The offenses of the criminal aliens removed included drug possession, aggravated assault, sex offenses, weapons violations, theft, fraud, robbery, murder, arson, rape, prostitution, selling marijuana, smuggling aliens, counterfeiting, indecent exposure, child molestation, second-degree battery and many others. The majority of the “non-criminal” aliens had illegally entered the country, but had not been convicted of any other crime.

Detention and removal officers successfully removed the 482 individuals from the U.S. setting a record number of removals. Approximately 83% of those removed were convicted as criminal aliens.

“We are committed to protecting our communities and restoring integrity to the nation’s immigration system,” said ICE Field Office Director John Mata. “Our office helps protect the public by taking criminals and lawbreakers off the streets and deporting them to their countries of citizenship.”

Mata heads the ICE Atlanta Detention and Removal Office, which includes Georgia, as well as North and South Carolina.

This ongoing enforcement is part of a 10-year strategic national initiative focused on locating, apprehending and removing the more than 400,000 absconders and 80,000 fugitive criminal aliens with outstanding final orders of removal that are hiding in the United States.

Criminal aliens are non-citizens who have committed felonies or other crimes that make them ineligible to remain in the United States in accordance with the Immigration and Nationality Act (INA). Status violators have overstayed the authorized period or otherwise fallen out of their status at the time of admission, and “non-criminal” aliens have no legal status to be in the United States under the Act, but have not been convicted of any additional crimes.
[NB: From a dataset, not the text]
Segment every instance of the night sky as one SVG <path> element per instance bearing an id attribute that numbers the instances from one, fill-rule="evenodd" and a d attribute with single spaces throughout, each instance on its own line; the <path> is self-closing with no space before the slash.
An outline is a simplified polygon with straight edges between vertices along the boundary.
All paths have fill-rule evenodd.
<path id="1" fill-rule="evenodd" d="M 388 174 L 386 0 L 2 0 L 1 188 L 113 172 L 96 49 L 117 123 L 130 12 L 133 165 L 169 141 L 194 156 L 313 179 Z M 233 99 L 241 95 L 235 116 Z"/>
A primary goal of ICE’s Detention and Removal Office is to reduce the number of alien absconders who are hiding in the United States. Absconders are typically foreign nationals who have been ordered removed by a federal immigration judge, but failed to comply with those orders. Since absconders have already been through immigration proceedings, they are subject to immediate removal from the country. Congress has recently appropriated funds and positions to recruit and hire additional fugitive operations teams to seek out and remove those absconders and fugitives.